A few months before Choo-choo’s second birthday, Diesel and I had a life-altering fight. I had been having daily panic attacks, sometimes several in one day. I was in such a state that I couldn’t explain to him how I felt or what I needed him to stop doing.
You see, he was cleaning the kitchen. A fairly innocuous thing to do, except my OCD and anxiety despised germs and had decided only I knew how to get rid of them properly. I cried, and he wouldn’t stop. I stuttered through the panic, begging him to halt his actions. He wouldn’t.
Diesel believed I needed to be pushed outside my comfort zone in order to help me. Boy, was he wrong! This fight made me say something I didn’t mean and instantly regretted, but it had just flowed out of my mouth so quickly and easily in the moment.
We were on the verge of shattering our marriage, this much I knew. It was difficult for either of us to separate what was real with what was imagined. Emotions raged in us both. We had expressed things that shook us to the core. The only option I saw in that moment was the most painful one I could think of. Something needed to be done.

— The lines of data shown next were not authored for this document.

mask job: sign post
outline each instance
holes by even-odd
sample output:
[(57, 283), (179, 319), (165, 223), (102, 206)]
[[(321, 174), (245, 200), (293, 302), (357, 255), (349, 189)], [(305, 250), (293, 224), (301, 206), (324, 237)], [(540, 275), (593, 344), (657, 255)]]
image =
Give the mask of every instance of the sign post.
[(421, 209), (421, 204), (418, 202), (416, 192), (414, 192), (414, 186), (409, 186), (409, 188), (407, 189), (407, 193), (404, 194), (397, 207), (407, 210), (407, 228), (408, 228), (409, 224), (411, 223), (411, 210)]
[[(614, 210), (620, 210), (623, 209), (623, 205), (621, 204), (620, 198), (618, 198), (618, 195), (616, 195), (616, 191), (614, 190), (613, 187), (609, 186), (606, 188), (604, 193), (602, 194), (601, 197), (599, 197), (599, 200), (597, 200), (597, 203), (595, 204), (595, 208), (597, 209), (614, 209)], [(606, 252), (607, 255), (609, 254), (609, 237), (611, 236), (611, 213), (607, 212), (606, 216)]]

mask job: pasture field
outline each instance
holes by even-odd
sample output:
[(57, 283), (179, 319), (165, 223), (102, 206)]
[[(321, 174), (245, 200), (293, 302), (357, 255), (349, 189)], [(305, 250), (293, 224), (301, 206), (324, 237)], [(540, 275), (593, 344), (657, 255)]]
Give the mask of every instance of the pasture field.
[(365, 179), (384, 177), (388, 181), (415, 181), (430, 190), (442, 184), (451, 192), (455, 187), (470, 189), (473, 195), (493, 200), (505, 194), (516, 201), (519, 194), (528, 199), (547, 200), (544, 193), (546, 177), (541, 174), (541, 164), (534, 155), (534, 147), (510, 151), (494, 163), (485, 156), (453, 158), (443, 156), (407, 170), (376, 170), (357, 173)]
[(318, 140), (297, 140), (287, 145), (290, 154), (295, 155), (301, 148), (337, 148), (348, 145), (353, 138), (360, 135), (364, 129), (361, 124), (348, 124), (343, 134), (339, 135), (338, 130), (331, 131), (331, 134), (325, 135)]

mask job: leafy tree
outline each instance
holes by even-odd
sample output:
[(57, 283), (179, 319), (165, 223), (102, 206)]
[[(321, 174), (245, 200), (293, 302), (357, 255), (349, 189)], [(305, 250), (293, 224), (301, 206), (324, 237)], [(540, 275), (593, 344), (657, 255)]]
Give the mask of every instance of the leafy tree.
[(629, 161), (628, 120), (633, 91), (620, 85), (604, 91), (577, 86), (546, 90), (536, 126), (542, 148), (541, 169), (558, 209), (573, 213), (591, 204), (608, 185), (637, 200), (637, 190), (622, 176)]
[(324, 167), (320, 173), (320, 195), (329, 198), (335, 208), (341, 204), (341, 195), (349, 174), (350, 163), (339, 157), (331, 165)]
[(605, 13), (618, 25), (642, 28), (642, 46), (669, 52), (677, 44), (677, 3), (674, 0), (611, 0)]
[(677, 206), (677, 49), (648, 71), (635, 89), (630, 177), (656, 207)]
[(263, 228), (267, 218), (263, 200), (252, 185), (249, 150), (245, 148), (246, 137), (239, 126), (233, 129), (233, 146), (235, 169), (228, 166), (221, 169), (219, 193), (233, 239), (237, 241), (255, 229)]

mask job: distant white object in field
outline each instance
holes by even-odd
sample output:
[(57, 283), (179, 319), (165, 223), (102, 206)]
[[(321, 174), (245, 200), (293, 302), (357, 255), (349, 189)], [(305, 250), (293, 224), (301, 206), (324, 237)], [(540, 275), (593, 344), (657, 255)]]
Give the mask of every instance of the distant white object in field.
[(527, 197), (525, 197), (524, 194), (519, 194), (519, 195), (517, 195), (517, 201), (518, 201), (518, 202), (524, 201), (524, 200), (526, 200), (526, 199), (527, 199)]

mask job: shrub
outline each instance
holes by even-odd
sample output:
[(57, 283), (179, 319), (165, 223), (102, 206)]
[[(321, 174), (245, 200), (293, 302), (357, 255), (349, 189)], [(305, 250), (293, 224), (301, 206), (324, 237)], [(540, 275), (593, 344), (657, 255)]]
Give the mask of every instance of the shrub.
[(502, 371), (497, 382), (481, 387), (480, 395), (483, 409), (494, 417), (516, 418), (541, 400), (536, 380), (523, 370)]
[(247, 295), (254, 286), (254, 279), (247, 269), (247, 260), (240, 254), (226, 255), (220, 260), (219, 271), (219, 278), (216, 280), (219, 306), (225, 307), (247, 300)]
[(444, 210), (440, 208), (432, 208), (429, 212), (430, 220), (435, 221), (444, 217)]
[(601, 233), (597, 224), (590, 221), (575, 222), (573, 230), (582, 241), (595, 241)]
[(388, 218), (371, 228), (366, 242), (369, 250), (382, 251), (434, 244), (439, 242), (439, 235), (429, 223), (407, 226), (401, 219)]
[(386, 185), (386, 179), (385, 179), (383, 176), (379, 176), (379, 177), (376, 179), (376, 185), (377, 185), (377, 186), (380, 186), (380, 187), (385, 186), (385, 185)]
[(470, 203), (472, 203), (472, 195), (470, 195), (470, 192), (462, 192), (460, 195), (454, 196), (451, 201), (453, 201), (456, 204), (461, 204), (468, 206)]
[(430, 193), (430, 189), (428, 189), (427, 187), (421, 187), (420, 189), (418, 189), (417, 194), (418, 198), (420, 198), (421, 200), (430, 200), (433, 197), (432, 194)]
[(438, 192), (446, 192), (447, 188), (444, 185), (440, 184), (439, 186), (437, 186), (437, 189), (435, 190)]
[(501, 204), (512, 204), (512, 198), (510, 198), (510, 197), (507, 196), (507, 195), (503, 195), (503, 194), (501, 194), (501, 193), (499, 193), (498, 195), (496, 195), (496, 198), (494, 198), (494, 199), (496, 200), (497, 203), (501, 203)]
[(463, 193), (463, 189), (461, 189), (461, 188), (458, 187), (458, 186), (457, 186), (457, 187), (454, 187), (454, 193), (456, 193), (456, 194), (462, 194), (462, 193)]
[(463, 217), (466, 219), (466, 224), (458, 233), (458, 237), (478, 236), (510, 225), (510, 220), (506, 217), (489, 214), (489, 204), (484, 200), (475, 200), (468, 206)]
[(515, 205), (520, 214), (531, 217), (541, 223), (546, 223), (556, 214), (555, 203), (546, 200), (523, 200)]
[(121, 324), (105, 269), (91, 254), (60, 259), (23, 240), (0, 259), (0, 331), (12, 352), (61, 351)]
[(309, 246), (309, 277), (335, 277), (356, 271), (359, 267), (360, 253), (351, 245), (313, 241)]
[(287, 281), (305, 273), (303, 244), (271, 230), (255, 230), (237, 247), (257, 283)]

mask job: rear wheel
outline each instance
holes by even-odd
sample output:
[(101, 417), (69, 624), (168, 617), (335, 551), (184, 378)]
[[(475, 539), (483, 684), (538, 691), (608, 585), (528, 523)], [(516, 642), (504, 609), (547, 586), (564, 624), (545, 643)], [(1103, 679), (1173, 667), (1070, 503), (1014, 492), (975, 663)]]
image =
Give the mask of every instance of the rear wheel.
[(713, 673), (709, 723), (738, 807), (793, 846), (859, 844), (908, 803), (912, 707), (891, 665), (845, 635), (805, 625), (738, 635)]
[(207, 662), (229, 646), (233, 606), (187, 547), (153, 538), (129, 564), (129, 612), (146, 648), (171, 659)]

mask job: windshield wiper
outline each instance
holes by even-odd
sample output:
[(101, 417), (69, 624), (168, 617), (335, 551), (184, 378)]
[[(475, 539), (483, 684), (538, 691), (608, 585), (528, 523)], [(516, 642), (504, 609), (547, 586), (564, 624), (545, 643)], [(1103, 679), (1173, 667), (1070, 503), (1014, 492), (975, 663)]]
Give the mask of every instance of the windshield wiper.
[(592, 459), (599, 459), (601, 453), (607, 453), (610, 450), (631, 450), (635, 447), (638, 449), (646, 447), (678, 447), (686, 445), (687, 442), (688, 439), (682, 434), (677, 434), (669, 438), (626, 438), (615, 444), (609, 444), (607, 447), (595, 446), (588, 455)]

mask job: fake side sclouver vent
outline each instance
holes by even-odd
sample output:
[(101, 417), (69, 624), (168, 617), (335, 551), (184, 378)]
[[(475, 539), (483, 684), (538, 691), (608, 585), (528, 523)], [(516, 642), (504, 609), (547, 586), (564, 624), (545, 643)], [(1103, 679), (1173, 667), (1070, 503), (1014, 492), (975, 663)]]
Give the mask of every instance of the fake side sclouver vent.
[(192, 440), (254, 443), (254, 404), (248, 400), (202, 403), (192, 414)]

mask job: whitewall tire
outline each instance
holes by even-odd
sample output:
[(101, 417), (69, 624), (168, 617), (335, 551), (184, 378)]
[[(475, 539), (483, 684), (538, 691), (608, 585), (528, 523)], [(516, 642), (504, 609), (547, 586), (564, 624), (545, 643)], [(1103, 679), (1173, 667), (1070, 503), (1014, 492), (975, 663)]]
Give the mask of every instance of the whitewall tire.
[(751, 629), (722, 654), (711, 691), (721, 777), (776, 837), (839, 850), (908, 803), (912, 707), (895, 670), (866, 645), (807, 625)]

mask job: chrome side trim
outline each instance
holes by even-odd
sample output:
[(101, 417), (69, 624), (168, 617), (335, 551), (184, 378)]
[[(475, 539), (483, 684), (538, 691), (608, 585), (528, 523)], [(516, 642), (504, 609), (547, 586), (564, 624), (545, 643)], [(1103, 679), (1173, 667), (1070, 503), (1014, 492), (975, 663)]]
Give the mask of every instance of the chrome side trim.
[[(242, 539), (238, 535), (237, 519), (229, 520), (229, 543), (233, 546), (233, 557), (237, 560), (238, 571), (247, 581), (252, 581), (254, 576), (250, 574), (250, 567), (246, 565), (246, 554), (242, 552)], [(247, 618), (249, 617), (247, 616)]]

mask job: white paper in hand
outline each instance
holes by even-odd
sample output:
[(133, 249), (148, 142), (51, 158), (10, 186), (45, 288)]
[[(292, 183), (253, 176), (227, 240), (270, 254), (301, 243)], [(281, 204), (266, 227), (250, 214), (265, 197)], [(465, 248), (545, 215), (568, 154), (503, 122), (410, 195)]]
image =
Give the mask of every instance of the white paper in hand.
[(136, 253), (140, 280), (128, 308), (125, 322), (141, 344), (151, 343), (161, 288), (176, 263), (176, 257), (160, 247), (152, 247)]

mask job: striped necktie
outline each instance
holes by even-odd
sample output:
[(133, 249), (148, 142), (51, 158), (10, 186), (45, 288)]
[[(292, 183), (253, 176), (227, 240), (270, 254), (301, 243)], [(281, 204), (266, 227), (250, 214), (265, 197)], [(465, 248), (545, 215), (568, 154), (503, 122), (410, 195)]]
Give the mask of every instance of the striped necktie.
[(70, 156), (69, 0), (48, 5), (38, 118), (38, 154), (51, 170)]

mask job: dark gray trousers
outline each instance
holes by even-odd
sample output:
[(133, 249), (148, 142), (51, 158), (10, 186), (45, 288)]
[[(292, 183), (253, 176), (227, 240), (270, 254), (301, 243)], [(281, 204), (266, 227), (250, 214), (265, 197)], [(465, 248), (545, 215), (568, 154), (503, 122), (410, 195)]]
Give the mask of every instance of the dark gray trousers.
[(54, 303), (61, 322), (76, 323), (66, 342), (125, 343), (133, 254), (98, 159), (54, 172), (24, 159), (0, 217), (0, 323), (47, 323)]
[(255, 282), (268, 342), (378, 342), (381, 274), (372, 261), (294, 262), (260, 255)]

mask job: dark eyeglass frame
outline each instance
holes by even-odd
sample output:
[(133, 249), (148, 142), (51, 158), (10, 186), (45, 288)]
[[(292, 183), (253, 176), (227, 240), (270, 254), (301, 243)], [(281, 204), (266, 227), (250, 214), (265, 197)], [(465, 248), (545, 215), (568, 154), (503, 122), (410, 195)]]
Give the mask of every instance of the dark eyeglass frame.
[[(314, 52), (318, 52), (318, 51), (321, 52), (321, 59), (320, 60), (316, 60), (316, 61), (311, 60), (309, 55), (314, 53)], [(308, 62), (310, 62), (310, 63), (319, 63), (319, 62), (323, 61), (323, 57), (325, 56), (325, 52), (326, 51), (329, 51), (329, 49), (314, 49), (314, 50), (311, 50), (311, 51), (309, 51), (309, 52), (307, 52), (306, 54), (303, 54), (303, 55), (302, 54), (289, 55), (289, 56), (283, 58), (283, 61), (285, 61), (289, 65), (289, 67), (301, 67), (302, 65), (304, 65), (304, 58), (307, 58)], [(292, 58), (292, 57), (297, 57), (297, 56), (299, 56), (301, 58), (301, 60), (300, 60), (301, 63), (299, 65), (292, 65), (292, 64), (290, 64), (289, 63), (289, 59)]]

With time to process, however, a new solution appeared. Therapy. To be honest, I was utterly terrified. My anxiety produced hundreds of irrational fears about everything, including counseling. I had zero idea what to expect. I’m not good speaking to strangers, and the thought of divulging every ugly part of me was frightening. I was afraid I would be judged, afraid I would be thought of as a terrible mother, afraid I would never find the happy me.
I went anyway, though. Slowly, with the help I so desperately needed, I dug my way out of the darkness. I began to see the proverbial light at the end of the tunnel. I started medication too, something I considered a necessary evil at the time but now something I embrace as simply necessary.
While I still have dark days, they are just that: days. Not weeks or months in a row. The anger is still there, as is the anxiety. I am better able to manage and control them now.
And, most importantly, I can finally enjoy time with Choo-choo and Diesel without wanting to run away. Sure, that thought pops up every once in a great while. The “oh wouldn’t it be nice to run off to Tahiti and never come back?” But the difference is, I don’t actually mean it now. I will never just take off and disappear. The same can’t be said of the me two years ago.
My marriage to Diesel is on track again, too. It’s still a little bumpy sometimes. It is even occasionally bumpy and hilly and mountain-y, but we are better equipped with finding our way to honesty, respect, understanding, and love.
I have learned that my past doesn’t have to control me and that what I experienced does not mean I am incapable of being a good wife or mom. Though I am still learning how to deal with life’s ups and downs, I am in a much better place than two years ago.
I now understand that I am never truly alone. Not in an emotional and certainly never in a spiritual way. My loved ones are my loved ones again, not people who don’t understand me and don’t want to help me, as my depressive thoughts made me believe.
As after the rain there is a rainbow, after my darkest days of depression, I know true happiness once again. As paraphrased from the “Sex and the City” movie, I’m not happy all day every day, but I am happy every day. I now see that I do have a purpose in life and that I do matter. I wish this and pray for this for not only other survivors of sexual violence, and violence in general, but for everyone.